A la différence des insectes, les acariens fuient les points d'échauffement et n'affectent pas la totalité du grain, mais se concentrent à la surface des cellules. Le seul moyen de les éliminer consiste à sécher le grain puis à le passer au nettoyeur-séparateur. Entre 8 et 9 % d'humidité et à basse température, le colza n'est pas attaqué par les insectes. Toutefois, l'infestation peut provenir des cellules de céréales proches. Bien qu'ils n'endommagent pas le grain, les insectes vivants sont commercialement indésirables dans le colza. En l'absence de matière active homologuée sur oléagineux, la seule parade curative consiste à détruire les insectes par fumigation au phosphure d'hydrogène. Cette méthode nécessite des cellules étanches et du personnel homologué.

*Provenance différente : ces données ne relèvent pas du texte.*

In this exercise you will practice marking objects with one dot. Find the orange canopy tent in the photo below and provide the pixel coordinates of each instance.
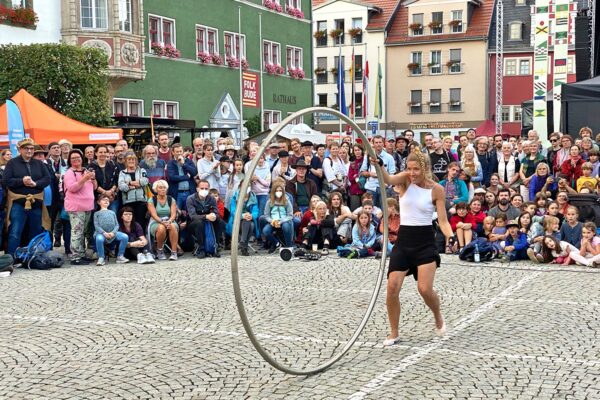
(44, 124)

Le maintien de la qualité sur la durée de stockage passe par des contrôles réguliers de l'humidité et de la température du lot. Pour le premier critère, toute la difficulté tient à la précision de la mesure qui dépend autant de l'échantillonnage que des appareils de mesure. Leur fiabilité n'est réelle que lorsque la température des graines est voisine de celle où se trouve l'humidimètre. L'installation de sondes thermométriques à enfoncer dans le tas reste le moyen le plus efficace pour détecter des points d'échauffement et suivre l'évolution sur plusieurs mois. Mais comme le colza est un bon isolant thermique, ces instruments ne sont pas le moyen absolu de détection d'un point chaud et en cas de doute, il est préférable de ventiler ou de transiler le grain quand c'est possible.